Forschung: Hinweise auf Alzheimer bei gestrandeten Delfinen

Können Delfine die gleichen kognitiven Defizite wie Menschen bekommen?
Drei vor der schottischen Küste gestrandete Delfinarten, darunter ein Großer Tümmler und ein Grindwal, weisen einer Studie zufolge klassische Anzeichen der Alzheimer-Krankheit auf. Möglicherweise bringen die jüngsten Ergebnissen auch etwas Licht ins Dunkel hinsichtlich der Massenstrandungen von Delfinen und Walen.
Nach wie vor rätselhaft: Wenn Gruppen von Meeressäugern stranden
Rund 2000 Meeressäuger sterben jährlich infolge von Massenstrandungen. Warum die Tiere in Gruppen stranden, ist nach wie vor ein Rätsel. Als mögliche Gründe werden eine Störung in der Echoortung, Veränderungen am Magnetfeld der Erde oder Flucht vor Fressfeinden genannt. Auch der vom Menschen verursachte Unterwasserlärm zählt zu den eventuellen Ursachen. Eine belastbare Erklärung für dieses Phänomen gibt es bis dato allerdings nicht – vielleicht kann die neue Studie Hilfestellung bei der Suche nach neuen Erkenntnissen liefern.
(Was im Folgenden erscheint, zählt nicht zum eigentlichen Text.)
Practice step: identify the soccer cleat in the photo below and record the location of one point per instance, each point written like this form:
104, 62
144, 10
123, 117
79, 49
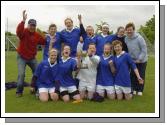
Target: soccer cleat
134, 92
140, 93
77, 101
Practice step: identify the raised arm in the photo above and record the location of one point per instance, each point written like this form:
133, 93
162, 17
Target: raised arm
20, 27
82, 29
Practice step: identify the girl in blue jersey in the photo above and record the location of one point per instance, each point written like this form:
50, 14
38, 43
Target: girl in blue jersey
70, 36
46, 77
102, 39
123, 62
105, 78
53, 40
67, 84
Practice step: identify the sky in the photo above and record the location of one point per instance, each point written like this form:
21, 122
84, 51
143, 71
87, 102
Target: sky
114, 15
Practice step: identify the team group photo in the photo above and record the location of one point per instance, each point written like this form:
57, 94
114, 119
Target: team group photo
80, 58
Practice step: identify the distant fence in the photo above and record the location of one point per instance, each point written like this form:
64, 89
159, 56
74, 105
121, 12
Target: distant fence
11, 43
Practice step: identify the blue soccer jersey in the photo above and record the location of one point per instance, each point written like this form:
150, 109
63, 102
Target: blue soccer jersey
123, 63
65, 73
56, 45
104, 75
101, 40
88, 40
46, 74
71, 39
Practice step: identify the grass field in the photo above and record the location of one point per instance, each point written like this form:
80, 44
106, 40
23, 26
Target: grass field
29, 104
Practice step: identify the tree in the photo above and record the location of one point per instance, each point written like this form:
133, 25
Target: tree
149, 30
99, 28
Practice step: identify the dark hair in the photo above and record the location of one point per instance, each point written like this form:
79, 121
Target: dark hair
130, 24
65, 46
120, 27
114, 43
52, 25
68, 18
91, 43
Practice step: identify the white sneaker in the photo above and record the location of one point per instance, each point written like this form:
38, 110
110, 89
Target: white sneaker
134, 92
140, 93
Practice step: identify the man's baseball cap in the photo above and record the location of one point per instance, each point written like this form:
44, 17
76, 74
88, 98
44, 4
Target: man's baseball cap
32, 22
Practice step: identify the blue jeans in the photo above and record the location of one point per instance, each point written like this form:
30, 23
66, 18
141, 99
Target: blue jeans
21, 71
134, 82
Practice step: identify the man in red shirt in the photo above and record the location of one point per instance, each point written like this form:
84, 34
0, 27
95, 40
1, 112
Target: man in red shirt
27, 49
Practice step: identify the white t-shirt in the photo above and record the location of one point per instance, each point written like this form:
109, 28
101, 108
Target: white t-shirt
88, 74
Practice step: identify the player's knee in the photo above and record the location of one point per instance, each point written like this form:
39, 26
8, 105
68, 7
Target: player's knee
111, 96
66, 98
43, 99
54, 96
119, 96
77, 97
128, 96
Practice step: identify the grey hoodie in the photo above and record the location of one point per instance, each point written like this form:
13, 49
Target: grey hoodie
137, 47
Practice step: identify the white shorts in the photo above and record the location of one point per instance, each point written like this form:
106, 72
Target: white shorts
121, 89
48, 90
70, 89
83, 86
109, 89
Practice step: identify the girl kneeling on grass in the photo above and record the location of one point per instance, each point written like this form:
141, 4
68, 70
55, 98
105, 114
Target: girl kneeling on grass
88, 72
46, 77
123, 62
105, 79
67, 84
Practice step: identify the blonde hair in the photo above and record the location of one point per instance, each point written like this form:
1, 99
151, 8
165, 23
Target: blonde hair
130, 24
53, 50
68, 18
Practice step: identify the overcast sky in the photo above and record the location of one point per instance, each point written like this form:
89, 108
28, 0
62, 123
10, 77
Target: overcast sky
114, 15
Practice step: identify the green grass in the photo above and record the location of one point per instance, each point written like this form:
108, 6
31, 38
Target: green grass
29, 104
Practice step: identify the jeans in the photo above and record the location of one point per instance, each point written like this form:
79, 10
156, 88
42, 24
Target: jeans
134, 82
21, 71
Gehirnveränderung bei alten Delfinen
Im Rahmen dieser Forschungsarbeit, die am 13. Dezember 2022 im „European Journal of Neuroscience“ veröffentlicht wurde, analysierten die WissenschaftlerInnen die Gehirne von 22 Zahnwalen (Risso-Delfine, Langflossen-Grindwale, Weißschnauzendelfine, Schweinswale und Große Tümmler), die alle in schottischen Küstengewässern gestrandet waren. Die Forscher stellten fest, dass vier Tiere jene Gehirnveränderungen aufweisen, die man mit der Alzheimer-Erkrankung beim Menschen assoziiert.
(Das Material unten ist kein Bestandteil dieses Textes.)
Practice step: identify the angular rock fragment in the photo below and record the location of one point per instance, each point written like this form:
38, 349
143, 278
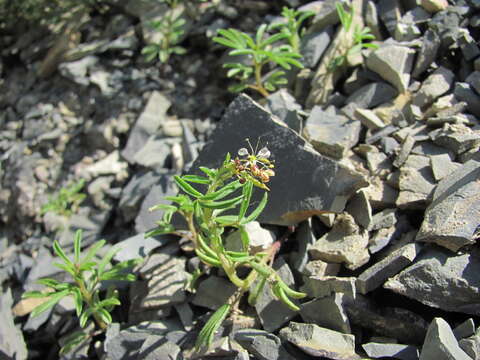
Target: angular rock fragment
320, 342
331, 135
262, 344
453, 217
440, 343
393, 63
327, 312
345, 243
306, 182
391, 351
441, 280
377, 274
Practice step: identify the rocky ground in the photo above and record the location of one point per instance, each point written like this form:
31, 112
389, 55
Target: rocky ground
376, 197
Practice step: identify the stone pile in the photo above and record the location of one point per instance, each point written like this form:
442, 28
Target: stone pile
377, 169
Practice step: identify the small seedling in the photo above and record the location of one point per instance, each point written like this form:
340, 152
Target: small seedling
67, 201
228, 189
261, 51
292, 26
87, 275
360, 35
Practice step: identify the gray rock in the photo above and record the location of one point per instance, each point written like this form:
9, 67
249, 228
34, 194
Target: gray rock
320, 342
146, 219
345, 243
474, 81
390, 14
383, 219
166, 278
147, 124
456, 137
465, 329
12, 345
127, 343
435, 85
260, 239
323, 286
213, 292
262, 344
443, 166
139, 246
317, 180
395, 351
440, 343
314, 45
399, 324
331, 135
134, 192
376, 275
359, 207
272, 312
369, 96
156, 347
440, 280
452, 218
463, 92
327, 312
393, 63
427, 53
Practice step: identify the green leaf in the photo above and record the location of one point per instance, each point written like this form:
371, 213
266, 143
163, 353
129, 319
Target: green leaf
255, 213
186, 187
59, 251
77, 245
93, 251
72, 341
205, 337
247, 194
54, 298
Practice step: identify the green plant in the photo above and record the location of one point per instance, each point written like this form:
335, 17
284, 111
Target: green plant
360, 35
87, 275
228, 189
261, 51
171, 29
292, 26
67, 200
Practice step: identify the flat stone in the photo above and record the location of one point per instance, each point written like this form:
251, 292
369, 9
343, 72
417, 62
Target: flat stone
345, 243
394, 351
213, 292
368, 97
166, 278
463, 92
331, 135
443, 166
452, 218
441, 280
262, 344
315, 179
427, 53
12, 344
376, 275
359, 207
393, 63
369, 119
435, 85
399, 324
327, 312
323, 286
272, 312
440, 343
146, 125
320, 342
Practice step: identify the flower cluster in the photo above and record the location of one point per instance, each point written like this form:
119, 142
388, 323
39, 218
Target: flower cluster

„Ich war schon immer daran interessiert, die Frage zu beantworten, ob nur Menschen an Demenz erkranken. Unsere Ergebnisse geben eine Antwort auf diese Frage, da sie zeigen, dass die mit Demenz verbundene Pathologie nicht nur bei menschlichen Patienten auftritt“, erklärt Mitautor Professor Frank Gunn-Moore. „Wir waren fasziniert von den Gehirnveränderungen bei alten Delfinen, die denen bei der menschlichen Alterung und der Alzheimer-Krankheit ähneln“, ergänzt Professor Tara Spires-Jones.
The study included five different species and found that four animals from different dolphin species had some of the brain changes associated with Alzheimer’s disease in humans.
— University of Glasgow (@UofGlasgow) December 19, 2022
Read the full study ⬇️ https://t.co/0dmkUfF78x
Hypothese des „kranken Anführers"
Aus der Forschungsarbeit geht hervor, dass die Ergebnisse die Theorie des sogenannten „kranken Anführers“ stützen könnte. Die StudienautorInnen beschreiben in diesem Kontext folgendes Szenario: Wenn der Anführer einer Gruppe von Delfinen an einem neurodegenerativ bedingten kognitiven Verfall leidet, könnte dies zu einer Desorientierung des Leittieres führen, die schlimmstenfalls damit endet, dass die Gruppe in flaches Wasser gerät und anschließend strandet.
Hierbei handelt es sich um eine unbewiesene Annahme. Ob Alzheimer tatsächlich als Faktor bei Massenstrandungen in Betracht käme, müssten weitergehende Forschungen erst unter Beweis stellen.